Das Georgische Kammerorchester Ingolstadt beweist sich im siebten Abonnementkonzert am Mittwoch, den 13. September wieder als Garant für ungewöhnliche, spannende Programme. Die Frage „Was ist überzeugend?“ beantwortet Chefdirigent Ruben Gazarian mit Werken, die im Musikleben noch immer viel zu selten gepflegt werden: Die Sinfonie Nr. 10 h-Moll für Streichorchester von Felix Mendelssohn Bartholdy, Franz Schrekers „Intermezzo“ op. 8 und „Scherzo“ für Streichorchester, Fünf Stücke für Streichorchester op. 44/4 von Paul Hindemith und das Quartett „Dem Andenken an P. I. Tschaikowsky“ für Streichorchester op. 35a von Anton Arensky. Konzerteinführung mit Marco Frei um 19.10 Uhr.

 

In Wien um 1900 vollzog sich eine alle Bereiche der Gesellschaft umfassende „Jahrhundertwende“, die die Moderne auch in Wissenschaft, Forschung, Kunst und Kultur einläutete. In diesem Klima entstand Franz Schrekers „Intermezzo“ op. 8 für Streichorchester, dessen schillernde Klangsinnlichkeit und dramatisch wirksame Klangfülle den späteren Schreker-Stil ankündigten. In Zeiten hochexpressiver Spätromantik oder einem bisweilen atonalen Expressionismus huldigte Schreker mit diesem Werk der (früh)-klassischen Suite und Serenade sowie der dreiteiligen Liedform. Als Jude wurde er in den 1920er Jahren zunehmend als „entarteter Komponist“ verunglimpft und sah sich wachsenden Repressalien gegenüber – ein Los, welches auch Paul Hindemith teilte. Seine Ende der 1920er Jahre geschaffenen Fünf Stücke für Streichorchester op. 44/4 changieren, ähnlich wie Schrekers „Intermezzo“ und „Scherzo“, zwischen hochexpressivem Ausdruck, klarer Form und klanglicher Transparenz. Ursprünglich waren sie für Laienmusiker gedacht, denn Hindemith strebte die Aufhebung der Grenzen zwischen Kunst- und Laienmusik an. Anton Arensky widmete sein Streichquartett Nr. 2 dagegen „Dem Andenken an P. I. Tschaikowsky“. Der 1906 in Finnland verstorbene russische Komponist war der letzte Vertreter der sogenannten „eklektischen Moskauer Schule“ und orientierte sich stark an Tschaikowsky.

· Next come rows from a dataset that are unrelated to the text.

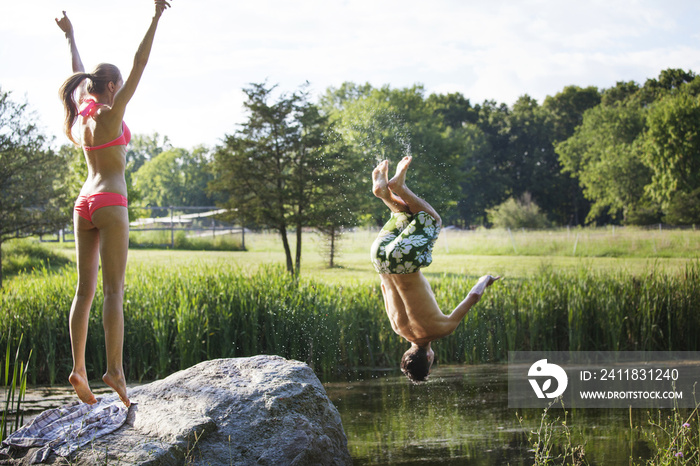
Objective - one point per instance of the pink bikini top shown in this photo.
(122, 140)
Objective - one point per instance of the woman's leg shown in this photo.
(380, 188)
(87, 258)
(397, 185)
(113, 224)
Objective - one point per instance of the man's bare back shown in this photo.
(404, 246)
(413, 311)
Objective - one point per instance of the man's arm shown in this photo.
(472, 298)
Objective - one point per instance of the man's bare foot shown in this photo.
(398, 182)
(380, 178)
(81, 386)
(118, 384)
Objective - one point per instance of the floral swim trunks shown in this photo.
(405, 243)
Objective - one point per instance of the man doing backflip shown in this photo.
(403, 246)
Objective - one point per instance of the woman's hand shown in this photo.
(161, 6)
(65, 25)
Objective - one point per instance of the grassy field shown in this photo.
(185, 306)
(467, 253)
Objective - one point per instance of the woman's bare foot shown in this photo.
(380, 177)
(398, 182)
(81, 386)
(118, 384)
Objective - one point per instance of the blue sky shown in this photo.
(206, 51)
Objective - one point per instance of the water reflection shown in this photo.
(461, 416)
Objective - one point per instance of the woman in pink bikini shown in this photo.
(97, 102)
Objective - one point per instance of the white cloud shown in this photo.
(206, 51)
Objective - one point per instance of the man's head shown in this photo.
(416, 362)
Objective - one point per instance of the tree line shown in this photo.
(628, 155)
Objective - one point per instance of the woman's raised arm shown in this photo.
(127, 91)
(67, 28)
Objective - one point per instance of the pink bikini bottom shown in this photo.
(86, 206)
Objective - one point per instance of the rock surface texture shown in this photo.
(262, 410)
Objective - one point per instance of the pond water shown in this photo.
(460, 416)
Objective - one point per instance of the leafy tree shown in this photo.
(392, 123)
(673, 146)
(564, 112)
(684, 208)
(343, 192)
(175, 177)
(282, 169)
(33, 194)
(604, 154)
(521, 213)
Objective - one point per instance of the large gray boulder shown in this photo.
(263, 410)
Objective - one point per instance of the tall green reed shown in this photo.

Im Konzert wartet sein Streichquartett mit einer besonderen Besetzung auf – mit zwei Celli statt zwei Violinen. Überdies erklingen orthodoxe Begräbnischoräle und Variationen über eines der „Kinderlieder“ von Tschaikowsky. Abgerundet wird dieser Musikreigen mit der Streichersinfonie Nr. 10 von Felix Mendelssohn Bartholdy. Mit ihr schuf er eine kurze, klassisch-schlanke, klangsinnliche Reverenz an Weber und Schubert.

 

Hinweis: Das Konzert wird für eine CD-Produktion von ARS Produktion mitgeschnitten. Daher entfällt die öffentliche Generalprobe.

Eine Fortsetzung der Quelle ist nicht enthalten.